The erotic audacity of these fashion revolutionaries conquered Europe, starting with Napoleon. Everywhere a fashion magazine could reach, women imitated the news coming from Paris. It was the fastest and most total change in clothing history. Two centuries ahead of its time, it was rolled back after only a decade by misogynist rumors of obscene extravagance.

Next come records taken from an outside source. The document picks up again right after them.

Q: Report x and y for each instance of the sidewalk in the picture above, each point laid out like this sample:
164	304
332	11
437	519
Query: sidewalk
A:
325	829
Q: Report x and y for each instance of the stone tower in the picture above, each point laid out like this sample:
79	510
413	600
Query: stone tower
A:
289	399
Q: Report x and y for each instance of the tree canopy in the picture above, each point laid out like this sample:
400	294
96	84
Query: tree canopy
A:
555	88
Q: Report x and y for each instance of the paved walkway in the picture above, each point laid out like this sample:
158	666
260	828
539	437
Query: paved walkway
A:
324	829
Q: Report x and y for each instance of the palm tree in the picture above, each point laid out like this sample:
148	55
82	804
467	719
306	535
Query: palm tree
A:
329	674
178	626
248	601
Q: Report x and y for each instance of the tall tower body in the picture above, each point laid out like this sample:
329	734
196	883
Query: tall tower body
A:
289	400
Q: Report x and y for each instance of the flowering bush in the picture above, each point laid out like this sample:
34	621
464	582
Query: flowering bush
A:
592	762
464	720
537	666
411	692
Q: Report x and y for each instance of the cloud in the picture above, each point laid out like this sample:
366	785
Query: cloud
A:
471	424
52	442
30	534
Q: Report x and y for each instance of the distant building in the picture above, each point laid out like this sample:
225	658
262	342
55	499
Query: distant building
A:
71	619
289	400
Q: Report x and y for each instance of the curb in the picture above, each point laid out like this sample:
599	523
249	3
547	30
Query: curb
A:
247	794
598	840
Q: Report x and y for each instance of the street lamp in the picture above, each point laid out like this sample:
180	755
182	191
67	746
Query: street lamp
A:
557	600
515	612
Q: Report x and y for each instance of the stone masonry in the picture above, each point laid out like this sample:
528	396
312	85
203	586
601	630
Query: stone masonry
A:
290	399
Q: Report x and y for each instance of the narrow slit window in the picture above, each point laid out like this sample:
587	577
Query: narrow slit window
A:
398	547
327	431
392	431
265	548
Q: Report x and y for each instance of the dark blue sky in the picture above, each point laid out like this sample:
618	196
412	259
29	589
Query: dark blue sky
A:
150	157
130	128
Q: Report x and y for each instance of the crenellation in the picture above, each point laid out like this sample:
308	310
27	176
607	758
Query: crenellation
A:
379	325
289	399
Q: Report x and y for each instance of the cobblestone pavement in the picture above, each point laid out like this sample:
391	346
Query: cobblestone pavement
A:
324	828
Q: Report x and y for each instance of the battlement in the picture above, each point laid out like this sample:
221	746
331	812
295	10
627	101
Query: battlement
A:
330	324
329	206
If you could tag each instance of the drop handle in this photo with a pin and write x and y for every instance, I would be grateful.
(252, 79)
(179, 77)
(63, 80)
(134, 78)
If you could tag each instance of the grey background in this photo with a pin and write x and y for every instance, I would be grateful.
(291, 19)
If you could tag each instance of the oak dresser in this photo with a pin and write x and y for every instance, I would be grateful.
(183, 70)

New evidence allows the real fashion revolution to be told. This is a story for our time: of a revolution that demanded universal human rights, of self-creation, of women empowering each other, and of transcendent glamor
PUBLISHERS WEEKLY
Three women who "decapitate aristocratic style" in revolutionary France take center stage in this impressive account from Barnard art history professor Higonnet (Berthe Morisot). Tracing how from 1789 to 1804 these "three graces" (so-called at the time for their stylishness) eschewed restrictive, elaborate garments in favor of simple, straight, unstructured dresses, Higonnet contends that this style shift was a bold expression of revolutionary freedom. The most well-known "grace," Marie Joséphine Rose Tascher de La Pagerie (later Joséphine Bonaparte, wife of Napoleon), drew fashion inspiration from women of color in Martinique, where she grew up, and broke "barriers in women's clothing history" that were "five hundred years old" by wearing one-piece dresses in lieu of the two-piece combo of skirt and bodice. Also profiled are Térézia Tallien, who used the seductive power of clothing to ensnare powerful men and finagle for herself "unprecedented celebrity" and power in the Directory era (she was a key architect behind the overthrow of Robespierre), and Juliette Récamier, who "trademarked absolute whiteness" as a symbol of virginity after a marriage to her rumored biological father made it necessary for her to prove they weren't actually sleeping together. As rigorous as it is fun, Higonnet's narrative takes many insightful detours, from close readings of the era's paintings to an overview of how colonial trade transformed France's economy. It's a captivating case study of fashion's provocative role in politics.